In 2015, he founded Würk, a technology company focused solely on the cannabis industry. The Würk platform is designed to ensure that cannabis workers — and taxes — can get paid just like any other business, assuming the business is compliant with local and state laws (an extensive underwriting process to vet clients is the first step). The platform includes human resources and payroll software and workforce management tools, all built with a back-end banking infrastructure to ensure that people get paid.

“We’re helping companies hire employees, manage and track certifications, we’re paying them, we’re helping them create schedules for employees,” he says. “All of the technology that’s required to deploy people to service customers, we’re behind the scenes making that happen.”

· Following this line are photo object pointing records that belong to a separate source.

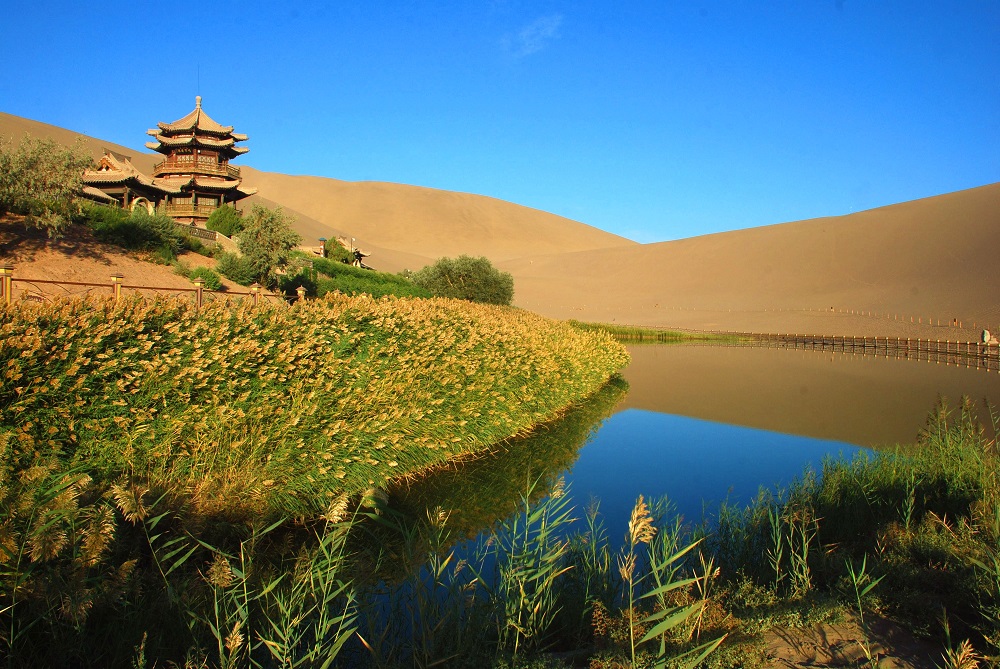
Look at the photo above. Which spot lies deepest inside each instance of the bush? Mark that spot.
(42, 180)
(225, 220)
(289, 284)
(266, 242)
(354, 280)
(137, 230)
(467, 278)
(211, 278)
(236, 268)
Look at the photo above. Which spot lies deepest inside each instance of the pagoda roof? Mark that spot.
(97, 194)
(206, 183)
(198, 120)
(194, 140)
(113, 170)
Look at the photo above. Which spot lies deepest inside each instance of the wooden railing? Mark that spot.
(117, 287)
(197, 210)
(201, 233)
(974, 355)
(196, 167)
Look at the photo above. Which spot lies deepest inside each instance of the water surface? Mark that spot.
(706, 424)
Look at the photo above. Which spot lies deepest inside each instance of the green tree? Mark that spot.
(225, 219)
(467, 278)
(266, 243)
(42, 180)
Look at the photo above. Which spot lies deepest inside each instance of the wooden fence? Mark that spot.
(117, 287)
(974, 355)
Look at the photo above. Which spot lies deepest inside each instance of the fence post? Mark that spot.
(7, 284)
(199, 290)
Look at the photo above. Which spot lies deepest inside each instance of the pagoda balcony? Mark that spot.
(182, 210)
(210, 167)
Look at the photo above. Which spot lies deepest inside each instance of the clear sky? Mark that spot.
(652, 120)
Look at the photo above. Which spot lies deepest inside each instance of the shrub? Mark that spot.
(236, 268)
(355, 280)
(42, 180)
(209, 275)
(137, 230)
(226, 220)
(467, 278)
(289, 284)
(266, 242)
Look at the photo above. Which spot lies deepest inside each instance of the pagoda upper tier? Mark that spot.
(197, 130)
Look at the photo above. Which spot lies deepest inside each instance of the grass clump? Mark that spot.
(636, 334)
(332, 275)
(911, 534)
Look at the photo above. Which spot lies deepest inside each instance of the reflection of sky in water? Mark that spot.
(693, 462)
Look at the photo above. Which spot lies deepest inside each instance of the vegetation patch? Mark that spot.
(272, 411)
(636, 334)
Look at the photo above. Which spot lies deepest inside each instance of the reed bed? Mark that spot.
(638, 335)
(239, 412)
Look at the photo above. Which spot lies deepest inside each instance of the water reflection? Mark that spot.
(480, 492)
(702, 425)
(696, 464)
(857, 399)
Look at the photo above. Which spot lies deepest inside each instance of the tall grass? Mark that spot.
(242, 413)
(637, 334)
(921, 521)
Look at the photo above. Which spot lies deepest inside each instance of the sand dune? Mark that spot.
(929, 259)
(868, 273)
(426, 222)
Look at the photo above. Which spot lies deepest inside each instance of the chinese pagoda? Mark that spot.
(194, 179)
(196, 169)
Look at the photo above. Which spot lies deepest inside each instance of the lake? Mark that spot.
(703, 424)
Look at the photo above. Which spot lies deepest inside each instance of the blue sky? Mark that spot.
(653, 120)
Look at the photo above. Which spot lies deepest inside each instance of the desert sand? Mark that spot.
(928, 268)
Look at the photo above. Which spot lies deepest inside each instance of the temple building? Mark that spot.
(193, 180)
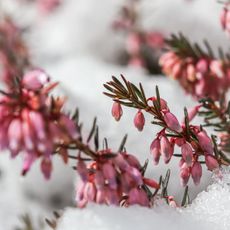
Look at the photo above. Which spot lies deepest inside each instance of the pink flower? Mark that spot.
(172, 122)
(205, 142)
(187, 153)
(139, 120)
(166, 149)
(33, 126)
(211, 162)
(196, 172)
(117, 111)
(35, 79)
(155, 150)
(184, 174)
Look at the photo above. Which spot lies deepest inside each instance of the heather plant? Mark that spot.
(35, 125)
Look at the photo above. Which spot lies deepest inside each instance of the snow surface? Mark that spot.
(77, 47)
(210, 210)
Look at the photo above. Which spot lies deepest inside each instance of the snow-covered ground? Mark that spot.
(77, 47)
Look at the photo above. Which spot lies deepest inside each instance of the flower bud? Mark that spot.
(166, 149)
(196, 172)
(139, 120)
(172, 122)
(46, 167)
(205, 142)
(202, 66)
(35, 79)
(117, 111)
(184, 174)
(155, 150)
(187, 153)
(211, 162)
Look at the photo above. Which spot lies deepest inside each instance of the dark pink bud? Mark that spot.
(193, 112)
(187, 153)
(211, 162)
(133, 161)
(196, 172)
(136, 175)
(117, 111)
(100, 197)
(46, 167)
(110, 174)
(205, 142)
(223, 17)
(35, 80)
(184, 174)
(90, 191)
(216, 66)
(202, 66)
(139, 120)
(155, 150)
(38, 124)
(166, 149)
(151, 183)
(15, 134)
(172, 122)
(121, 162)
(99, 180)
(70, 126)
(82, 170)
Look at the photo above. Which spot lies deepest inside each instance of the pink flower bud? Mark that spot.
(184, 175)
(100, 197)
(151, 183)
(133, 161)
(216, 67)
(90, 191)
(196, 172)
(35, 79)
(110, 174)
(38, 124)
(46, 167)
(155, 150)
(99, 180)
(121, 162)
(202, 66)
(69, 126)
(15, 135)
(191, 72)
(27, 162)
(112, 197)
(187, 153)
(133, 43)
(82, 170)
(211, 162)
(117, 111)
(205, 142)
(193, 112)
(139, 120)
(172, 122)
(166, 149)
(136, 175)
(223, 17)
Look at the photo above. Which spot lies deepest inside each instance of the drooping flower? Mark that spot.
(32, 122)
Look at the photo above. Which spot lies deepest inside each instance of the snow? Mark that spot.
(77, 47)
(210, 210)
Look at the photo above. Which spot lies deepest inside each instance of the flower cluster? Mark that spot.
(32, 123)
(143, 48)
(200, 77)
(193, 141)
(225, 18)
(14, 56)
(113, 180)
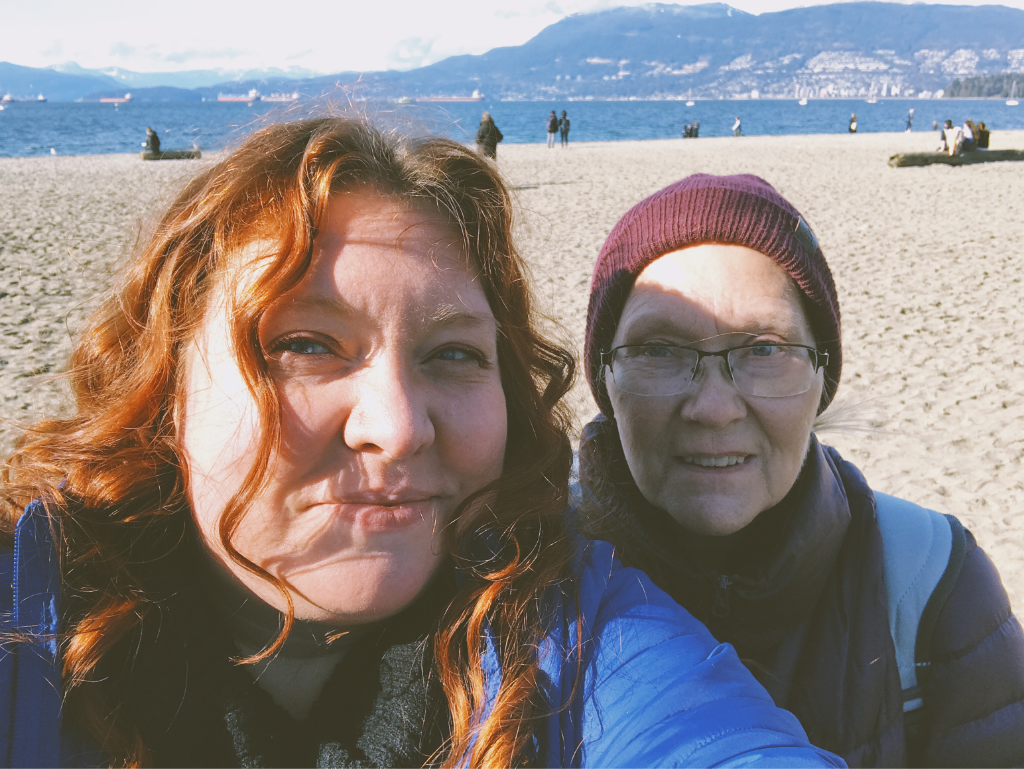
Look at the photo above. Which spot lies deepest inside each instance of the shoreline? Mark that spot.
(839, 136)
(928, 263)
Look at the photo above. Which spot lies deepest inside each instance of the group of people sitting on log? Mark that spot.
(956, 139)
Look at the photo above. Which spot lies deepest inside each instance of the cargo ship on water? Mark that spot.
(7, 98)
(282, 97)
(477, 96)
(250, 98)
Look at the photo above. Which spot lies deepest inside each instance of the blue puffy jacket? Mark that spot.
(657, 690)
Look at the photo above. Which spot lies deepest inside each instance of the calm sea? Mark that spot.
(31, 128)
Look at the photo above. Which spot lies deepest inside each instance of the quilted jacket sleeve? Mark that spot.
(660, 691)
(975, 693)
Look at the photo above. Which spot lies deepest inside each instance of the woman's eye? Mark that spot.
(764, 350)
(458, 355)
(301, 346)
(654, 350)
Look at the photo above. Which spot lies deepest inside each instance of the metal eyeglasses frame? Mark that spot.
(819, 358)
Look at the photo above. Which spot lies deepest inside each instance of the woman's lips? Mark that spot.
(385, 516)
(715, 462)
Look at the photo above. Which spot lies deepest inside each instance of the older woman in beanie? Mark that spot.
(713, 343)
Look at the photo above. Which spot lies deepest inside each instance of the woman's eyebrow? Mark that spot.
(449, 314)
(329, 304)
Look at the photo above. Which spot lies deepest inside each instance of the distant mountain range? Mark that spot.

Currently, Würk has hundreds of clients in 33 states and has paid more than 60,000 employees since the inception of the business. Peterson says the response has been positive because so many cannabis businesses get dropped from payroll providers, but Würk is a permanent solution and a stable partner that allows its clients to focus on their business.

The challenge for Würk, according to Peterson, is ensuring compliance with the different tax laws and regulations in the 33 markets in which clients operate. For example, he says, in New York, if a building faces a waterway, there’s an additional tax for that.

It gets even more complicated when working with multi-state operators, making this industry much more complex than any he’s previously worked in, but more rewarding.

“The people are just good people and they are doing this for the right reasons,” Peterson says, “so it gives so much more purpose to come to work every single day.”